Be aware that a single, large GPU will have better throughput performance than multiple small GPUs but you may see better latency characteristics using multiple, smaller GPUs.

Model-level training data assignment removal in 10.1

Starting in version 10.1, the model-level training data assignment API (api/v2/customModels/<custom model ID>/trainingData/) is removed after 3 deprecation cycles. Requests to the API return a 404. The new model version-level training data assignment must be used instead.

If your organization has critical flows using this API, it can be re-enabled for a 1-month grace period to migrate to the new logic. To enable the deprecated API, set the following feature flag configuration: DISABLE_CUSTOM_MODEL_DISABLE_MODEL_LEVEL_TRAINING_DATA_ASSIGNMENT = True.
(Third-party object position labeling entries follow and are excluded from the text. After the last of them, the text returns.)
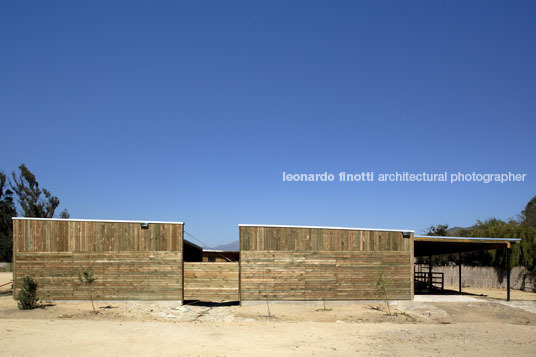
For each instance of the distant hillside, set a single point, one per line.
(229, 246)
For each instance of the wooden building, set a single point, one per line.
(221, 256)
(147, 260)
(323, 263)
(131, 259)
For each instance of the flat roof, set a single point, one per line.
(466, 239)
(220, 251)
(437, 245)
(323, 227)
(92, 220)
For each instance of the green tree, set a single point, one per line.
(529, 214)
(439, 230)
(7, 211)
(65, 214)
(34, 201)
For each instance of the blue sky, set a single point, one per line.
(191, 111)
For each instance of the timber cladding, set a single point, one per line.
(209, 281)
(130, 262)
(316, 263)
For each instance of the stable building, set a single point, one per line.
(151, 260)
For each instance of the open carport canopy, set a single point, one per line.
(436, 245)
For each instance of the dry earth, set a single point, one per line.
(451, 325)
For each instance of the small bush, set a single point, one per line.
(27, 296)
(381, 284)
(86, 277)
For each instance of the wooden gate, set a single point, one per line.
(209, 281)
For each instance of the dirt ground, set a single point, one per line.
(430, 325)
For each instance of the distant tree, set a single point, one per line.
(529, 214)
(439, 230)
(34, 201)
(7, 211)
(65, 214)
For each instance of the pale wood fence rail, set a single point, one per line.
(211, 281)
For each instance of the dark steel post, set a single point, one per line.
(460, 272)
(508, 274)
(430, 285)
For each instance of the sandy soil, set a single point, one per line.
(476, 325)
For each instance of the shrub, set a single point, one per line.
(27, 295)
(381, 284)
(86, 277)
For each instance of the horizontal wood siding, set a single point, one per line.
(82, 236)
(211, 281)
(129, 263)
(282, 263)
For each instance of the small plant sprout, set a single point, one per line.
(381, 287)
(86, 277)
(27, 296)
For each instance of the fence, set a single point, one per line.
(215, 282)
(483, 277)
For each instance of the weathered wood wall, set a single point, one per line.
(128, 261)
(211, 281)
(290, 263)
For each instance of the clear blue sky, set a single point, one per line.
(191, 111)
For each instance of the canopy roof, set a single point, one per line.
(435, 245)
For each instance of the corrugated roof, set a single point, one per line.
(93, 220)
(323, 227)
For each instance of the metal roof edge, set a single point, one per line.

High Availability scenarios for Custom Models

To enable high availability within the cluster, two configuration flags are available. These settings leverage Kubernetes Pod Disruption Budgets (PDBs) and pod anti-affinity rules.

Pod Disruption Budget Configuration

ENABLE_PDB_FOR_CUSTOM_MODELS_LRS_WITH_MULTIPLE_REPLICAS controls the application of PDB policies for custom model deployments. When enabled, any custom model with two or more replicas is assigned a PDB with maxUnavailable = 1. This ensures that Kubernetes will allow only a single replica to be taken down at any given time. By default, this setting is disabled.

Pod Anti-Affinity Configuration

Pod anti-affinity behavior is governed by the ENABLE_HA_FOR_ALL_MODEL_DEPLOYMENTS flag. When enabled, each replica of a custom model is scheduled onto a distinct node. The configuration uses requiredDuringSchedulingIgnoredDuringExecution, meaning Kubernetes can schedule only as many replicas as there are nodes available. For example, if a deployment requests four replicas but the cluster has only three nodes, only three replicas will be scheduled. By default, this setting is disabled.